Starring Katherine Heigl, Ashton Kutcher, Tom Selleck, Catherine O’Hara, Katheryn Winnick, Kevin Sussman, Alex Borstein, Lisa Ann Walter, Casey Wilson, Rob Riggle, Martin Mull, Mary Birdsong, Letoya Luckett, Michael Daniel Cassady and Usher Raymond IV.
Screenplay by Bob DeRosa and Ted Griffin.
Directed by Robert Luketic.
Distributed by Lionsgate Films. 93 minutes. Rated PG-13.
There are many things which will color whether or not you buy into the action/romantic comedy Killers, but perhaps the most important litmus test is also the simplest and most central question: Can you buy into Ashton Kutcher as a suave, tough superspy assassin?
Honestly, I never really could wrap my head around that.
This isn’t even necessarily meant as a slap at Kutcher’s acting. He is just fine as the romantic lead here, with his pretty boy charm you can see why a woman would fall hard for him over a chance meeting in the French Riviera. I just never bought him as a tough, calculating licensed killer.
The filmmakers ask for a leap of faith that their star can’t quite surmount. (Though I have to admit, I did buy Kutcher as an assassin slightly more than I bought Martin Mull as his CIA superior.)
Then again, one asks why Kutcher’s character has to have two such polar opposite dimensions.
The recent wave of violent action romantic comedies (such as Mr. & Mrs. Smith, The Bounty Hunter and the upcoming Knight & Day) make for a bunch of uncomfortable fits. What are they trying to do? Create chick flicks that guys will be willing to go to? Or drag women to action films?
This odd splicing of genres instead has a tendency to alienate half of its audience throughout.
It’s a very schizophrenic way of making a film.
Of course, Killers has the added problem of not being very good as either an action film or as a romantic comedy. In fact, both sides of the story are very clichéd and kind of stupid.
Which brings to mind this simple question: Did Katherine Heigl really quit Grey’s Anatomy for this?

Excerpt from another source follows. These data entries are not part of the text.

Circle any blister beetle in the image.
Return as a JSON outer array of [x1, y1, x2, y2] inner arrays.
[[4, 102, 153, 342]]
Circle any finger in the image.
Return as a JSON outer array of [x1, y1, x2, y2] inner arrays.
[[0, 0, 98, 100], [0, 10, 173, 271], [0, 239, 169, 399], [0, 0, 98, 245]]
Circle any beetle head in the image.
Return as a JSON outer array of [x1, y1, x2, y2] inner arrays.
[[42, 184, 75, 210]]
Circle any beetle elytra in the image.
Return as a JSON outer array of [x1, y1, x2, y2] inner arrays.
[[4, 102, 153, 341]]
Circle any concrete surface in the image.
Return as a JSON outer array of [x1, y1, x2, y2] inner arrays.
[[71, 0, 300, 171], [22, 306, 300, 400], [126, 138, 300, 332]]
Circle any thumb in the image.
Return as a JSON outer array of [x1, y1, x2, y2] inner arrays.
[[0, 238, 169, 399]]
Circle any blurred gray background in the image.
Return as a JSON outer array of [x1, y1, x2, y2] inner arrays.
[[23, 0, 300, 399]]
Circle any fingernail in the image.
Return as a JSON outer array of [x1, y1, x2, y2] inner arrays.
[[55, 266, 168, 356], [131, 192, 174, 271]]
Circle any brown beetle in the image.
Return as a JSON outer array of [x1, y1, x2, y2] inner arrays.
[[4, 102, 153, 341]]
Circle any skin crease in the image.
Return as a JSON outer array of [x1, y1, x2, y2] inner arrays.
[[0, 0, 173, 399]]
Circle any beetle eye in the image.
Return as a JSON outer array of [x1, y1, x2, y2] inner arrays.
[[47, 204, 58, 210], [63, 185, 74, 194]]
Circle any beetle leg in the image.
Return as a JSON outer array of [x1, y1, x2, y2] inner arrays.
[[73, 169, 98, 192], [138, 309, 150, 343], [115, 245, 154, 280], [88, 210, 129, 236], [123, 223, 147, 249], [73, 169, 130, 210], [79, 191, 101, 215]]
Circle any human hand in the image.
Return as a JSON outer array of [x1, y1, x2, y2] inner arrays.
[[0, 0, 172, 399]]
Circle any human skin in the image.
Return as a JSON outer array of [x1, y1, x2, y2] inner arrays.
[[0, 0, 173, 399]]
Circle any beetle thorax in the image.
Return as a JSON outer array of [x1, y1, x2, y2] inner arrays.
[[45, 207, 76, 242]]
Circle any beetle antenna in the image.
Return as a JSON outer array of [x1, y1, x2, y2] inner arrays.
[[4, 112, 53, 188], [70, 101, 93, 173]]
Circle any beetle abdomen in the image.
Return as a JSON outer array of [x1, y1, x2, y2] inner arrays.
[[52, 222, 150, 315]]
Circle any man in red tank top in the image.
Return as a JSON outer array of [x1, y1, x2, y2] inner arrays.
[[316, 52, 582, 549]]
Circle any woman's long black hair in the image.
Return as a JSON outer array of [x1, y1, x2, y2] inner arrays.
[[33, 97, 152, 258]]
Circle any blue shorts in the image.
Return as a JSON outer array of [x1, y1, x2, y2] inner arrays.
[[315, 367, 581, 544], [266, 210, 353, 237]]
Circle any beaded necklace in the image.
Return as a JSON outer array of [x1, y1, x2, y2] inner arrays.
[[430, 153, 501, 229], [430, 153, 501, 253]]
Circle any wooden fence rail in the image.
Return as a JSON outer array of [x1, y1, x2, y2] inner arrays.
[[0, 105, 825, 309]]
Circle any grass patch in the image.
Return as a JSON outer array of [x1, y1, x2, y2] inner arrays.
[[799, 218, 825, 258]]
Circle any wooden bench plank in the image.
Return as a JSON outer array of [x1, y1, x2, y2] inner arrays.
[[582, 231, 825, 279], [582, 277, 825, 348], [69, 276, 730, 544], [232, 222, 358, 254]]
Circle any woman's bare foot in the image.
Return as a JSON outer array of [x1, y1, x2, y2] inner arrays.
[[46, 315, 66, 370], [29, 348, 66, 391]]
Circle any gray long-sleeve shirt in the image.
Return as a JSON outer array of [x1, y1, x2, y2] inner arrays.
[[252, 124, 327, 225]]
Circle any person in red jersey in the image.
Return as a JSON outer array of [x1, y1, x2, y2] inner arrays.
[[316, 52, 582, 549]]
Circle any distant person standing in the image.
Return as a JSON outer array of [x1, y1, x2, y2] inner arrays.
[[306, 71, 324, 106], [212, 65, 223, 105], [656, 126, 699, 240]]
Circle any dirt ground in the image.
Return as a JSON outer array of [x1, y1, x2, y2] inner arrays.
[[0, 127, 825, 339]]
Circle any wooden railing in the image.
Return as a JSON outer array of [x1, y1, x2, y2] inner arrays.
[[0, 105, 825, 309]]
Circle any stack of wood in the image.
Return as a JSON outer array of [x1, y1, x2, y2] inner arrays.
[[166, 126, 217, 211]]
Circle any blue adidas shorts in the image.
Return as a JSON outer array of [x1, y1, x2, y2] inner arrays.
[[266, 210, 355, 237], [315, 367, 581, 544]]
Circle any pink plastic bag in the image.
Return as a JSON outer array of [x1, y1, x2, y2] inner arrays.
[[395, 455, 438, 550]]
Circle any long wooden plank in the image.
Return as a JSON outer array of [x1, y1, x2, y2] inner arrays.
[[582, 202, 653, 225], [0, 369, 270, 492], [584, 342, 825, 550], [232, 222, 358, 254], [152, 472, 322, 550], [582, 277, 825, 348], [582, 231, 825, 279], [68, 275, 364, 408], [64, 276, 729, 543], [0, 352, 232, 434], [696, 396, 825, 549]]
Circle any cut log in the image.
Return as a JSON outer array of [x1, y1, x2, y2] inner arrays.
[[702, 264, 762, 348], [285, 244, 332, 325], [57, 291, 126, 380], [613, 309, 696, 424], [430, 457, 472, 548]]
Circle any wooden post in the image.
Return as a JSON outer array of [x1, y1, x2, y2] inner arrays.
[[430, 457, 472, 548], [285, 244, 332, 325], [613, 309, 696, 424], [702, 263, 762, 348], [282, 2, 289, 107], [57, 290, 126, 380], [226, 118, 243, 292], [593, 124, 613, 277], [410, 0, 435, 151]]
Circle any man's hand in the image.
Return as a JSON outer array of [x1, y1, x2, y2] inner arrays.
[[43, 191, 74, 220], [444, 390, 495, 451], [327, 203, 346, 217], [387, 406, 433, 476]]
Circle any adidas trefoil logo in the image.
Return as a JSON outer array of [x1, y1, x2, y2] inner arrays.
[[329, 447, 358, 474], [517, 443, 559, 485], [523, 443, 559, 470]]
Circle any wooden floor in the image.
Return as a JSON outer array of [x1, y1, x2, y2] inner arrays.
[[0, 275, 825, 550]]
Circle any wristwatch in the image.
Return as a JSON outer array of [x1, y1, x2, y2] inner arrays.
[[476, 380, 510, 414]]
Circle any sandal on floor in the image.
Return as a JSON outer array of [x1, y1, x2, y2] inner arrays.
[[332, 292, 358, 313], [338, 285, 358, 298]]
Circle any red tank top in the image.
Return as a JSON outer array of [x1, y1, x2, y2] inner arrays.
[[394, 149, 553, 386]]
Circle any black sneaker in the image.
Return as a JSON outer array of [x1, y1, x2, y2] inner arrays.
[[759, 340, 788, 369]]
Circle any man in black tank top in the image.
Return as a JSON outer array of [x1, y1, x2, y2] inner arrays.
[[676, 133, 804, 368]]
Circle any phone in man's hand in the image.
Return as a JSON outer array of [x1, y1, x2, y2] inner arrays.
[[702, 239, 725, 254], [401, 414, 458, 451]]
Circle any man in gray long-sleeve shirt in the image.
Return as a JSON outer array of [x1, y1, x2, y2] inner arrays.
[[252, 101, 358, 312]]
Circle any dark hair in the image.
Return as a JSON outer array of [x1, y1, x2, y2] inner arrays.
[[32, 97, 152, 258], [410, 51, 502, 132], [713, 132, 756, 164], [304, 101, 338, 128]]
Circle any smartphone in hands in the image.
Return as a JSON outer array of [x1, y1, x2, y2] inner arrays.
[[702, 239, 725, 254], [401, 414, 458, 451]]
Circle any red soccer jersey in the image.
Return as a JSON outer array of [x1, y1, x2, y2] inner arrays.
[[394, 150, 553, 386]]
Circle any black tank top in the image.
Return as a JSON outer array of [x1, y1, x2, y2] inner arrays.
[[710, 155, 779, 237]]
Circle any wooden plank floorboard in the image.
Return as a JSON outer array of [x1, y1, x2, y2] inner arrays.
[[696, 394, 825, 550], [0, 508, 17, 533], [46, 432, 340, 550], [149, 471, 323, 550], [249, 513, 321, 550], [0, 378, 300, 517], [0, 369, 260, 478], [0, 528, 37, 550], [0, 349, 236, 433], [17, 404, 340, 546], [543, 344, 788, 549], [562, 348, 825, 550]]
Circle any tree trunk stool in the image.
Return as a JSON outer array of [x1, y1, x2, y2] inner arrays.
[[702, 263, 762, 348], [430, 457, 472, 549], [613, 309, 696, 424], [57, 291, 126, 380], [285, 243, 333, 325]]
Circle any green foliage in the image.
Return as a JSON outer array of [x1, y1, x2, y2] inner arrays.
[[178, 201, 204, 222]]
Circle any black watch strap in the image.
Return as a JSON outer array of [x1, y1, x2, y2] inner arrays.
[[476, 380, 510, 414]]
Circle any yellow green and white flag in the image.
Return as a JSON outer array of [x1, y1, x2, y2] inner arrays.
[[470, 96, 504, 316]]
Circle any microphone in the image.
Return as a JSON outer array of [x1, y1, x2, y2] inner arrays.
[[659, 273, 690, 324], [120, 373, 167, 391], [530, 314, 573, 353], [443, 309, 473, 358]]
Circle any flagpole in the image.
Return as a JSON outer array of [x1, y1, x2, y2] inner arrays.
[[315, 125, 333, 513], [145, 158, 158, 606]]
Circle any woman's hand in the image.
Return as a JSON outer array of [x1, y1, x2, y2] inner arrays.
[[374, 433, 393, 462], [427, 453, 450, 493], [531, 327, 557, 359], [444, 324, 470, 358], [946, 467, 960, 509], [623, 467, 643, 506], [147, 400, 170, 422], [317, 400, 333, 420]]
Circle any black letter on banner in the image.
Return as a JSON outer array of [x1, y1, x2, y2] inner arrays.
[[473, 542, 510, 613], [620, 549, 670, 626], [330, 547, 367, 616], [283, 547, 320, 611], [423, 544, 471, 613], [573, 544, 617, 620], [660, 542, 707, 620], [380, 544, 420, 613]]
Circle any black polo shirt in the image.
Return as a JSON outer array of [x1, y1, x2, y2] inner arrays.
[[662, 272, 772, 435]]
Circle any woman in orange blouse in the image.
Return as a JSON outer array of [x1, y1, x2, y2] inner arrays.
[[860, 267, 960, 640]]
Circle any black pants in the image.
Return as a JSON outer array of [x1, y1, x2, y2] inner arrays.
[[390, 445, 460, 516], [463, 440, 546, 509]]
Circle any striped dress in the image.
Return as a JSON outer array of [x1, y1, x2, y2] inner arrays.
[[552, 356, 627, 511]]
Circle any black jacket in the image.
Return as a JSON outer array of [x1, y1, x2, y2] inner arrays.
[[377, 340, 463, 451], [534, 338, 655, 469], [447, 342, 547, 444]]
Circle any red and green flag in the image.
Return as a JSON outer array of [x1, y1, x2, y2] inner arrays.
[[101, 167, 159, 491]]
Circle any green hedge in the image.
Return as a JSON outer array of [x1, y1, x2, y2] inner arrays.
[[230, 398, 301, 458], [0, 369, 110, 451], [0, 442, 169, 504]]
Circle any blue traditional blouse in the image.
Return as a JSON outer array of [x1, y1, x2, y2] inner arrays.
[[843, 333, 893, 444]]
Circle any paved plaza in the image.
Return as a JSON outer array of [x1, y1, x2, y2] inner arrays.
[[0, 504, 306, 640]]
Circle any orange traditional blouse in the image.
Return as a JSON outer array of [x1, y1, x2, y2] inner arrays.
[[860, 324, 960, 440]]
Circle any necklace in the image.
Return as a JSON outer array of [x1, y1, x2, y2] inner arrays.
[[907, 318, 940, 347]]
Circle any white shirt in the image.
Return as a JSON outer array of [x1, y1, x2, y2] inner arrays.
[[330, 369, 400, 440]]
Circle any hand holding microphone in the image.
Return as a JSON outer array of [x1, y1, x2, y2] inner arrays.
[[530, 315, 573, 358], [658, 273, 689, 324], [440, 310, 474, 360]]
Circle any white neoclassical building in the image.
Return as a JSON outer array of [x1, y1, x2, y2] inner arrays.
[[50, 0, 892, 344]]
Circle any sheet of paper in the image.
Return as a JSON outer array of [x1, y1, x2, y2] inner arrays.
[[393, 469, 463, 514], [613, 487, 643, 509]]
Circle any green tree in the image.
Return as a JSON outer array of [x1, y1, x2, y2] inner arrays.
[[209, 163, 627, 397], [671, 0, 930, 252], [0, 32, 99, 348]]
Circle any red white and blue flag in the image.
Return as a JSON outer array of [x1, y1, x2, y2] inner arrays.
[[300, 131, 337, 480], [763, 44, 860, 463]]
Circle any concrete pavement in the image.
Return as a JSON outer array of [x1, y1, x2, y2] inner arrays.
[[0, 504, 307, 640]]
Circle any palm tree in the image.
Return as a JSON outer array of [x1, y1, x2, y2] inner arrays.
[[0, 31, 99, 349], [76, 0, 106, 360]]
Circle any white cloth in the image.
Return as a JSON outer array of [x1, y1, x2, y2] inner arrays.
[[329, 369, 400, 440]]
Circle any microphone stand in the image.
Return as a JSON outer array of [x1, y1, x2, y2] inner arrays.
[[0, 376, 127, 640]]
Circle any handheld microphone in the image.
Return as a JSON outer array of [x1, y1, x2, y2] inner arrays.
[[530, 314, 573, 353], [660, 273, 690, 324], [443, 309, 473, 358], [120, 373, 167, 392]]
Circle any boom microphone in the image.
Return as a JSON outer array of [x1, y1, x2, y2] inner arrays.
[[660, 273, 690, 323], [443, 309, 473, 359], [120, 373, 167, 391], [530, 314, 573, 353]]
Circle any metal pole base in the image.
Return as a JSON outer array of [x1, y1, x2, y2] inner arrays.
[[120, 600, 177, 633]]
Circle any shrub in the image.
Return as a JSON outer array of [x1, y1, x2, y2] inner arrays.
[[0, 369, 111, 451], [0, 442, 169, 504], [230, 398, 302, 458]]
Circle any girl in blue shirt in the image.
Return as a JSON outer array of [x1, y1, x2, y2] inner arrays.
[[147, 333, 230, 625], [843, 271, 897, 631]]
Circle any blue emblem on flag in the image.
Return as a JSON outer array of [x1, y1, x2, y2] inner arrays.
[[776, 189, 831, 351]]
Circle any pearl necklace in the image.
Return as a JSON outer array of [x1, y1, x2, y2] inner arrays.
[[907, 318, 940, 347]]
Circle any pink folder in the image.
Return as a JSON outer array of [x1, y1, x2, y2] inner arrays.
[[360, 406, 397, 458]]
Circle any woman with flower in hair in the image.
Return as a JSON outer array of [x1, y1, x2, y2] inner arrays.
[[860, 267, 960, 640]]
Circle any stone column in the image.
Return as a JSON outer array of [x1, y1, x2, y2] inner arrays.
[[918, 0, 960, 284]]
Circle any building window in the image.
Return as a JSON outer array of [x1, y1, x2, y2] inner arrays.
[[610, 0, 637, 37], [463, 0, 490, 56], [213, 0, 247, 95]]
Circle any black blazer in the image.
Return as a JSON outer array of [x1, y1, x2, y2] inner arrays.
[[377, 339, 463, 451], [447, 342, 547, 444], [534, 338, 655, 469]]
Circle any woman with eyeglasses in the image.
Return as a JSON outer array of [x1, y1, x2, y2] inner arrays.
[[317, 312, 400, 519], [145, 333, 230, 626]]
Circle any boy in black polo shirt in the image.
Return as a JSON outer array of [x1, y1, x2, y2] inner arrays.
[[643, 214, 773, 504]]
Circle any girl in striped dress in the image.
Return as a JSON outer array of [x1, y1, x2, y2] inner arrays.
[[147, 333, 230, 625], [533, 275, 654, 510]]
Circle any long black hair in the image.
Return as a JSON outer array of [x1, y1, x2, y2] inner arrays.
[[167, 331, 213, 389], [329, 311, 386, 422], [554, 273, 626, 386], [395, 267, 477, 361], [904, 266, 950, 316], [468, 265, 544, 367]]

Heigl plays Jen (or “Just Jen” as Kutcher’s character calls her, a tease on her nervousness upon their first meeting), a gorgeous loser magnet who has recently been dumped by her latest dork boyfriend and ends up going on vacation in Nice on the French Riviera with her oddball parents (Tom Selleck and Catherine O’Hara). She meets a gorgeous shirtless guy named Spencer (played by Kutcher) who shows her around while blowing up a drug dealer’s helicopter.
It should be said that these early scenes work the best on the film – the action is a little more exciting, the romantic tension a little more justified and frankly the Nice scenery is just stunning.
The two fall in love, get married and move home to California – all without him revealing his past as a killer to her.
A few years later, on his thirtieth birthday and right as they are finding out she is pregnant, his past returns in the form of a $20 million-dollar contract on his life. Jen, who is neurotic about everything, is totally freaked out by all the violence going on around her. Therefore, the squabbling couple must go on the lam while it turns out just about everybody they have known in their lives were hit men.
I don’t know, somehow, her bumbling into the assassin business hardly seems like a rom-com formula rife for success. Can true love be rekindled as they mow down everyone in their path? Is bloodshed a viable alternative to couple’s therapy?
The answer, unfortunately for everyone concerned, turns out to be a rousing “who cares?”
When the audience really doesn’t care all that much whether a couple gets kissed or gets killed, a movie really may have to rethink its whole plot and tone.